С момента реабилитации и до конца Советской власти образ Дыбенко в нашей стране неразрывно отождествляли с Великой Октябрьской Социалистической революцией. Здесь, как мы понимаем, не было особой натяжки, ибо Павел Ефимович с другими матросами-балтийцами действительно во многом обеспечил вооруженный захват власти большевиками. Другое дело, что в 1917 году сам он, несмотря на наркомовский портфель, по-прежнему, оставался для большевиков чужаком. В то время именно Дыбенко являлся самым ярким выразителем взглядов матросской массы, а она, чем дальше, тем все больше не находила понимания в большевистском руководстве. Впрочем, с помощью Коллонтай, Павел Ефимович вовремя сориентировался. Он быстро не только полностью порвал с дружками-матросами, но вскоре и лично руководил их расстрелами. Однако все равно к бывшему матросу у властей отношение было прохладное. Поэтому, несмотря на все свои потуги, Дыбенко был низведен до уровня обычного регионального военачальника. Обиженный на такую неблагодарность, Павел Ефимович в последние годы своей жизни начал строчить мемуары за мемуарами, напоминая, таким образом, властям и общественности о своей особе, о своих исключительных заслугах перед революцией. Судя по всему, Павел Ефимович работал уже и на перспективу, стремясь обеспечить себе славу главного героя Октября для будущих поколений. Обратим внимание, что все мемуары Дыбенко описывают исключительно события 1917 года: "В недрах царского флота", "Мятежники", "Октябрь на Балтике", "Из недр царского флота к Великому Октябрю", "Революционные балтийцы" и т. д. Если он и упоминает о некоторых последующих событиях в своей бурной биографии, то только очень коротко и как бы мимоходом. Почему? Да потому, что больше писать Дыбенко было в принципе нечего. При этом, зная усидчивость и литературный талант автора, можно с уверенностью сказать, что он в лучшем случае лишь надиктовывал свои революционные мемуары, ну, а писали за него безвестные "литературные негры".
Наиболее важным свойством натуры П.Е. Дыбенко было абсолютно циничное неприятие каких-либо моральных обязательств, а отсюда и постоянная готовность к предательству. Он, не задумываясь, одинаково легко предавал, как идеи, так и людей. Дыбенко, в принципе, было все равно, предавать ли левых эсеров, анархистов, максималистов или большевиков. Будем честны — Дыбенко нарушил воинскую присягу, которую давал в свое время царю. Затем предал Временное правительство, в верности которому так же клялся. После этого, когда пришло время, предал и своих братишек-матросов, которые выбрали его главой Центробалта. Легко предал батьку Махно, у которого был «посаженным отцом» на свадьбе. Не моргнув глазом, убивал крестьян Тамбовщины и матросов Кронштадта. Уже в 1937 году, не дрогнув, подписал смертный приговор своим боевым друзьям: Тухачевскому, Якиру и Примакову. В конце концов, предал, оговорив во время следствия, свою жену Коллонтай, которая несколько раз спасала его от расстрела и прочих напастей.

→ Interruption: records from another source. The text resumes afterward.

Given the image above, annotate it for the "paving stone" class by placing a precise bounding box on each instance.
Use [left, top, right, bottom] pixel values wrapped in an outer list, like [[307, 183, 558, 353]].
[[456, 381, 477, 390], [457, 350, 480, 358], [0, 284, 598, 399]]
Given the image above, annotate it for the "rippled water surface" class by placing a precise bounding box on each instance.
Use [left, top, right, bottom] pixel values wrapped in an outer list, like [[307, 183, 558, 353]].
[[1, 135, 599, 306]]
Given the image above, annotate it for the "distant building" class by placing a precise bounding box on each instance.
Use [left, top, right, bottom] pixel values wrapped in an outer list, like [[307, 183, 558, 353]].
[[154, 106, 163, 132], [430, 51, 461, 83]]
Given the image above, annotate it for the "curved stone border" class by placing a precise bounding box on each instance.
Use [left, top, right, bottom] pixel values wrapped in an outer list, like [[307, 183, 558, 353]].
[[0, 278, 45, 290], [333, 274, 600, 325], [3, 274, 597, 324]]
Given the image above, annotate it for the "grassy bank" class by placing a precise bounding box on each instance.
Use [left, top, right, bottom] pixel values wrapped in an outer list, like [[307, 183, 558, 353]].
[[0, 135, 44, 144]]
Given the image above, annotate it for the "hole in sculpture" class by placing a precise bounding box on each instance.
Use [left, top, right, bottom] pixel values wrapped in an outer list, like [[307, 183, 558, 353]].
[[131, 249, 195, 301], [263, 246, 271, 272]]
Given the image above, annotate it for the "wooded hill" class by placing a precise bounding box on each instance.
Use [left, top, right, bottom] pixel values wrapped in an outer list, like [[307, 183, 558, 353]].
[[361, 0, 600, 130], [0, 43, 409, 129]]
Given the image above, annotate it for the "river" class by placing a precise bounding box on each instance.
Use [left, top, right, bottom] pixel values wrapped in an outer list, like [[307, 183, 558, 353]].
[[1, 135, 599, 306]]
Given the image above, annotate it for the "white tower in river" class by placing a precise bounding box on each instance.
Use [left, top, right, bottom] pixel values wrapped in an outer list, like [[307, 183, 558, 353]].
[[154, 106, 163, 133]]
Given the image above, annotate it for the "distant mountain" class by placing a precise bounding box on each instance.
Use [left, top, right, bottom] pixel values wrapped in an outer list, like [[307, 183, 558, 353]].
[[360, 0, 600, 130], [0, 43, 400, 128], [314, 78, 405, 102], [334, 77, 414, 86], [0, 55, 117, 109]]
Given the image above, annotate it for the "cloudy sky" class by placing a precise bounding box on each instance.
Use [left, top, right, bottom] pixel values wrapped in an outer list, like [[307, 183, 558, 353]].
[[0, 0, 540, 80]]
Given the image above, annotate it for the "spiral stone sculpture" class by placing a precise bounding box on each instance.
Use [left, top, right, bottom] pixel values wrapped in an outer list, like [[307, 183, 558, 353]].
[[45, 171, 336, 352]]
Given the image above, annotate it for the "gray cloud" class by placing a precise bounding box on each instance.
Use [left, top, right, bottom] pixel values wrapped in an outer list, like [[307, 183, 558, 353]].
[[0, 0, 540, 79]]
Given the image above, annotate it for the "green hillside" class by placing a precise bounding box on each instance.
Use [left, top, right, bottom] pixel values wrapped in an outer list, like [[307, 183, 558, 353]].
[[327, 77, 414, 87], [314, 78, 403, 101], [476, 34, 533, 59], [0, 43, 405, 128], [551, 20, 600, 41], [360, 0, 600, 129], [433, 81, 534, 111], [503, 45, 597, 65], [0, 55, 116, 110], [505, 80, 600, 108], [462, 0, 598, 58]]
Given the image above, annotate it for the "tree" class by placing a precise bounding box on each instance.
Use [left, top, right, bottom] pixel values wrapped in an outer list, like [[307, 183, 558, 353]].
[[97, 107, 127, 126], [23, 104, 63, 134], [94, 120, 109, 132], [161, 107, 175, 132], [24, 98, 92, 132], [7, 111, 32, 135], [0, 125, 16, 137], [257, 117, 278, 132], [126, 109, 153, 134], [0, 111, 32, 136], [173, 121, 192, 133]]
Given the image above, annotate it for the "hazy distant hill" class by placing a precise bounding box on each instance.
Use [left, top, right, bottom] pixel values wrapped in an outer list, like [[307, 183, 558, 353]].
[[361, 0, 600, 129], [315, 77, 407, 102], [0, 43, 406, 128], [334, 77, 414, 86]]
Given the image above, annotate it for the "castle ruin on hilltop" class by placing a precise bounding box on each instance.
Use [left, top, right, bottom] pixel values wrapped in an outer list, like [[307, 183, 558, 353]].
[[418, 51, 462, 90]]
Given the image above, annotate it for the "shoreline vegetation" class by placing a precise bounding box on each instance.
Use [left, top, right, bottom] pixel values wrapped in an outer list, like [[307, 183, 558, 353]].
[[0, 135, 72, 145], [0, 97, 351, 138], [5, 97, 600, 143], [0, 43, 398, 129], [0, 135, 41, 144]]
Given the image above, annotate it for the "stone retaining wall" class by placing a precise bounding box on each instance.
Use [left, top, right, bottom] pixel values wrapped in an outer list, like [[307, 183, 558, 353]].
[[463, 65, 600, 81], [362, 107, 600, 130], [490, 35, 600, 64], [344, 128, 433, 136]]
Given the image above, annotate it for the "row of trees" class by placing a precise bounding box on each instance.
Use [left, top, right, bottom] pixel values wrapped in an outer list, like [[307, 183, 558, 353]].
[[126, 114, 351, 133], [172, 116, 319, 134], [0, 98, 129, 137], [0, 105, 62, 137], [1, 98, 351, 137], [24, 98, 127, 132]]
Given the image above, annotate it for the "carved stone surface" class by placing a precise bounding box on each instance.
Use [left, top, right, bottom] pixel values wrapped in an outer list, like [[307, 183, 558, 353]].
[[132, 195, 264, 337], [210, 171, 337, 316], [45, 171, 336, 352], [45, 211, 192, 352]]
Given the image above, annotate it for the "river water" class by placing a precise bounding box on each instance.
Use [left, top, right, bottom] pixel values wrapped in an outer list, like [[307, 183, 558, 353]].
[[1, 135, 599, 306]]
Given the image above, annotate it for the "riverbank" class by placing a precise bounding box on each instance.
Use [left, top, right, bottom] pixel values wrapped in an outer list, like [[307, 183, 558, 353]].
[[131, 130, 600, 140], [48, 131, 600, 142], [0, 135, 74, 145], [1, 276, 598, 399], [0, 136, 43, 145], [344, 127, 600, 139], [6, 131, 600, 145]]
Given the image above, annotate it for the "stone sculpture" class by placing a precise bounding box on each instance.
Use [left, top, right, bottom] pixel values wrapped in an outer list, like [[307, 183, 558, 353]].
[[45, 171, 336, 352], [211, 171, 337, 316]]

Анализ деятельности Дыбенко, как военачальника, показывает, что за все время Гражданской войны, да и после нее, он ничем выдающимся себя не проявил. Никаких побед на фронтах в борьбе с достойным противником (а не с крестьянскими и дехканскими повстанческими отрядами) он никогда не одерживал, а вот поражений имел немало. Отметим, что и как военный теоретик Павел Ефимович так же никакой памяти не оставил.